Bu ülkeyi yabancı işçiler mi çökertecek?

Türkiye’de sermaye düzeni, esnek ve kuralsız çalışma düzenini işletmek için her tür olanağı devreye sokar.

Haber Merkezi

AKP Genel Başkan Danışmanı Yasin Aktay, Suriyeli işçiler için, "çok önemli bazı yerlerden Suriyelileri bir çekin, Suriyeliler bir gitsin ülke ekonomisi çöker" yorumu yapmıştı. Ardından, AKP Genel Başkan Yardımcısı ve Yerel Yönetimler Başkanı Mehmet Özhaseki de yine Suriyeli ve Afgan sığınmacılara ilişkin “Bazı şehirlerde sanayiyi onlar ayakta tutuyorlar, işçi bulamıyorlar bu adamlar çalışıyor” dedi.

AKP’lilerin açıklamalarının nesnel veriler ya da göstergelerde bir dayanağının bulunamayacağını, hem onların hem de, göçmen işçilerin bu ülke için tehdit olduğunu ileri süren karşı argümanların afaki gündemler olduğunu anlamak güç değil. 

Öte yandan, ülkemizde bulunan yabancı işçilerin gerçek durumu ve çalışma koşullarının da ortaya konması önemli.

Önce terimleri tekrar yerli yerine oturtmak gerekiyor. Göçmen, sığınmacı ve mülteci kavramları birbirinden tamamıyla farklı şeyler anlatıyorlar.

Göçmen, en geniş tanım, Birleşmiş Milletler, göçün nedeni ve hukuki statüsünden bağımsız olarak ikamet ettiği ülkeden ayrılarak başka bir ülkeye giden kişilere bu tanımlamayı kullanıyor.

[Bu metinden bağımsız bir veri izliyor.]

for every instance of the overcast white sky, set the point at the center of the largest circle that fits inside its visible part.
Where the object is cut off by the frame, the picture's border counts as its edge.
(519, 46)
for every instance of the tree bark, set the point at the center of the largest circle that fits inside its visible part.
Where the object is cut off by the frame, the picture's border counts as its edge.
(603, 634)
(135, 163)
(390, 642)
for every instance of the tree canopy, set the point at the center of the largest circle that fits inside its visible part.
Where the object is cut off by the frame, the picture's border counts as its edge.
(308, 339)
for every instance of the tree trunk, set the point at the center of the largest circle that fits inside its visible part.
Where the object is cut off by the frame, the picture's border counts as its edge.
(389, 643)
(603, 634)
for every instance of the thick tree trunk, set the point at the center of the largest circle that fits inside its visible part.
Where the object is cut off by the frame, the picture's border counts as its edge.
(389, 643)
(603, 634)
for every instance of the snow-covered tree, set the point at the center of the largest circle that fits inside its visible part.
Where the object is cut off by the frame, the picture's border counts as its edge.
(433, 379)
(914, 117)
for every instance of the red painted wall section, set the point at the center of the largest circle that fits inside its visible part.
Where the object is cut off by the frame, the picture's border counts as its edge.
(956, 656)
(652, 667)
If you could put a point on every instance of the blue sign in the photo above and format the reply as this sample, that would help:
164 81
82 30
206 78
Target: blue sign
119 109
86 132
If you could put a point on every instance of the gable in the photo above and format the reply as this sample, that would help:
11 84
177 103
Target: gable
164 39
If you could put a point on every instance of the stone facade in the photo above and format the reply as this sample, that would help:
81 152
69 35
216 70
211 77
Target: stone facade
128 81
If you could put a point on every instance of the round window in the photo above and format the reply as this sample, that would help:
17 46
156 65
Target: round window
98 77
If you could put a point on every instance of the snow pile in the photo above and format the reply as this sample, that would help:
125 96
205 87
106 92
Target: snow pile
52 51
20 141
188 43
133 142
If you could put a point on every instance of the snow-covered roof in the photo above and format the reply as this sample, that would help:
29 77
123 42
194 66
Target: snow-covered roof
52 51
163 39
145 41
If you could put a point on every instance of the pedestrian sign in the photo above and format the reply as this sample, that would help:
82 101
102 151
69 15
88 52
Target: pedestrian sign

Sığınmacılık, ülkesini terk etmiş ve uluslararası koruma arayan, ancak başvuruda bulunduğu ülkede yetkili makamlarca başvurusu henüz sonuçlandırılmamış kişilere deniyor.

Mülteci ise, BM’nin Mültecilerin Hukuki Durumuna İlişkin Sözleşmesiyle tanımlandığı şekliyle; "ırkı, dini, milliyeti, belirli bir sosyal gruba mensubiyeti veya siyasi düşünceleri nedeniyle zulüm göreceği konusunda haklı bir korku taşıyan, bu yüzden ülkesinden ayrılan ve korkusu nedeniyle geri dönemeyen veya dönmek istemeyen kişidir." Statüsünün hukuki olarak tanımlanmış olması gereklidir.

Bunlara göre, her sığınmacı mülteci olarak tanınmaz, ancak her mülteci korunma başvurusunu ilk yaptığında hukuki statü alana kadar sığınmacıdır. Her göçmenin sığınmacı ya da mülteci olmadığını bilmek gerekir. Ancak her mülteci göçmendir.

Bu kavramlardaki hukuksal ve siyasi hassasiyeti göz önünde tutarak, biz “yabancı işçiler” kavramını tercih edelim. 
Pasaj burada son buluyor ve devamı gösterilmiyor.